Dominado por un populismo punitivista y un mesianismo descarado, el presidente Nayib Bukele ha declarado la guerra a las maras para reducir el número de homicidios y la ola de violencia que se ha instaurado en El Salvador desde hace algunas décadas. Las imágenes de la guerra contra el crimen son bastante explícitas, y el sadismo irónico y triunfalista con que el presidente Bukele se refiere a lo anterior contorna una práctica belicista que termina por deshumanizar a los supuestos criminales; que atenta contra los derechos humanos, las garantías individuales y la dignidad de las personas; que contraviene los mínimos de un Estado de derecho, impide el derecho a la reinserción social y no repara los daños a las verdaderas víctimas de la delincuencia. En cambio, ofrece un obsceno, grandilocuente y terrible espectáculo de poder omnímodo del Estado, dominado por un hombre fuerte, que somete y humilla a los delincuentes.
Es evidente que esta imagen que ha ofrecido Bukele y la política de mano dura o de guerra sin tregua contra la delincuencia, a menudo es bien apreciada por la mayoría de votantes y la opinión internacional. De hecho, la reducción, la deshumanización y la invisibilización del enemigo ha suscitado muestras de apoyo. Pero, de nuevo, esta no es la gran noticia que nos intentan vender. ¿Quiénes son los pandilleros? La respuesta sencilla sería delincuentes que necesitan ser perseguidos, encerrados, y, si se puede, destruidos. Sin embargo, en un análisis histórico, los pobres globales, excluidos y hacinados en las grandes barriadas, convertidos en criminales peligrosos, no son sino víctimas de un sistema de exclusión, segregación y persecución que ahora son vistos como indignos y responsables de su propia condición.
No se trata de condonar la criminalidad, sino de denunciar un sistema que asfixia a los desposeídos y luchar por cambiarlo de raíz. De cualquier forma, la estrategia de seguridad de Bukele es, entre otras cosas, un gran operativo de limpieza social que busca la seguridad de las clases dominantes ante la preocupación de la defensa de su propiedad privada y sus privilegios frente el descontento de las masas cada vez más empobrecidas, una forma nueva de apartheid social.

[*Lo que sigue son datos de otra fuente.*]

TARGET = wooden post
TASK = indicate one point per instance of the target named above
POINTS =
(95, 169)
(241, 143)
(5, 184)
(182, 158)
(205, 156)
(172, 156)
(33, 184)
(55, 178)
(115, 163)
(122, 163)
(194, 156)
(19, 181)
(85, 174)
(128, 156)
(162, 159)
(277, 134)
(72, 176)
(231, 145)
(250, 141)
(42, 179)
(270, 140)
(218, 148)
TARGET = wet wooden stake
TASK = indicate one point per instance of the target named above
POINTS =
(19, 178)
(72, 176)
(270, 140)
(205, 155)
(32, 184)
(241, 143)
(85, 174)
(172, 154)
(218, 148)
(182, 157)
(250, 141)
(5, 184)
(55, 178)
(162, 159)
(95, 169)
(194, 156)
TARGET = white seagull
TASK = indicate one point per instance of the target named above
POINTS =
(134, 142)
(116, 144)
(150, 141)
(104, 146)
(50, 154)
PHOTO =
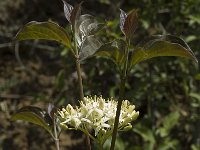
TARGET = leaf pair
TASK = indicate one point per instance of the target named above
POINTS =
(36, 115)
(84, 28)
(153, 46)
(44, 30)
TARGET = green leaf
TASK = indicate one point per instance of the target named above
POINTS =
(44, 30)
(161, 45)
(34, 115)
(114, 51)
(146, 133)
(128, 23)
(168, 123)
(89, 46)
(86, 25)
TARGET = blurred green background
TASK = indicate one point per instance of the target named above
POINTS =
(165, 90)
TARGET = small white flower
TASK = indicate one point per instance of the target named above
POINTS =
(98, 114)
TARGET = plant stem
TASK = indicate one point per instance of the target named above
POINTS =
(56, 139)
(123, 77)
(114, 135)
(78, 68)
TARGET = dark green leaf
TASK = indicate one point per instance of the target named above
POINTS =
(161, 45)
(146, 133)
(168, 123)
(114, 51)
(33, 115)
(44, 30)
(89, 46)
(60, 79)
(67, 10)
(85, 26)
(130, 24)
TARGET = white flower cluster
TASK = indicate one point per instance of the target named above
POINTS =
(98, 114)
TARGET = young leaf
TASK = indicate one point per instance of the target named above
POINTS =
(129, 26)
(67, 10)
(44, 30)
(33, 115)
(114, 51)
(86, 25)
(89, 46)
(161, 45)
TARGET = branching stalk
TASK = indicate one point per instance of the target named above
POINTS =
(123, 77)
(56, 139)
(78, 69)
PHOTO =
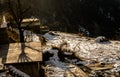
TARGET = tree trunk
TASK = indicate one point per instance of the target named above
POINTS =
(21, 35)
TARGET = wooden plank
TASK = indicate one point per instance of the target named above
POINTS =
(15, 53)
(98, 66)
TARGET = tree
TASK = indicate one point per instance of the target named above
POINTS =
(18, 12)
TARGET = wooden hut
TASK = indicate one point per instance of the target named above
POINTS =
(26, 57)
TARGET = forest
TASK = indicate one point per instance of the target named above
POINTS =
(59, 38)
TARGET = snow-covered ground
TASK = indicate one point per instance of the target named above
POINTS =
(82, 47)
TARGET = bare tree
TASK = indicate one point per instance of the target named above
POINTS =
(18, 13)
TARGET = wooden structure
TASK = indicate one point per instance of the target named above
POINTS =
(26, 57)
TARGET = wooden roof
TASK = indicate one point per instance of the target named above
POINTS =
(20, 52)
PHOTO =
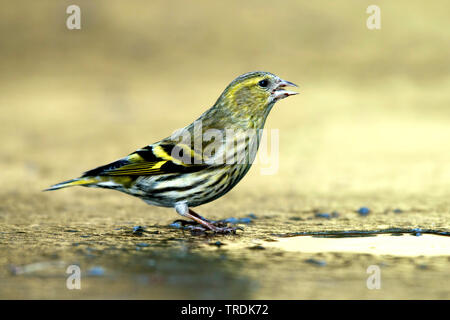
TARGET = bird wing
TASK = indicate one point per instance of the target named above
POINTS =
(161, 158)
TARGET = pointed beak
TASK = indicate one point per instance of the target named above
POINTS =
(279, 93)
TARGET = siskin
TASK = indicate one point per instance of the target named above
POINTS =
(202, 161)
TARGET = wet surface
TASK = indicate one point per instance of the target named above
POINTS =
(283, 256)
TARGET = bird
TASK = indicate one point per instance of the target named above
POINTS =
(201, 162)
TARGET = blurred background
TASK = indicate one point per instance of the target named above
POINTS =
(371, 125)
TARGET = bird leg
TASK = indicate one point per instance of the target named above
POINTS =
(216, 227)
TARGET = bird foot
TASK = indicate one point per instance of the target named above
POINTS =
(220, 227)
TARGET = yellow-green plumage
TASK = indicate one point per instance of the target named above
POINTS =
(180, 174)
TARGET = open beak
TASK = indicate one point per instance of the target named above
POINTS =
(279, 93)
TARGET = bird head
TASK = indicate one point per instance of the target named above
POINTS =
(251, 96)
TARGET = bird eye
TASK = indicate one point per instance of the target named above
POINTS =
(263, 83)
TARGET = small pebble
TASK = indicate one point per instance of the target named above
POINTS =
(323, 215)
(142, 244)
(335, 214)
(177, 225)
(258, 247)
(363, 211)
(320, 263)
(96, 271)
(217, 244)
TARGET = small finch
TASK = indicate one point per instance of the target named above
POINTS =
(202, 161)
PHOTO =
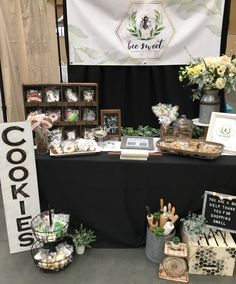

Finalmente, Bukele está dando pasos firmes hacia la constitución de un gobierno dictatorial en El Salvador. Recientemente ha logrado que sus magistrados leales de la Sala Constitucional reinterpreten la Constitución para permitirle la reelección sin llevar el debate al parlamento. Y la reelección parece segura. La falta de alternativas reales para combatir dentro de El Salvador el nuevo bukelismo, aprendiz de Trump o Bolsonaro, hace que el panorama se vislumbre más peligroso de lo que podríamos imaginar. Y es que, como decía Marx sobre Thiers, “no hay nada más peligroso que un mono, a quien le fue permitido durante algún tiempo, dar rienda suelta a sus instintos de tigre.”
Aquiles Celis es historiador por la UNAM e investigador del Centro Mexicano de Estudios Económicos y Sociales.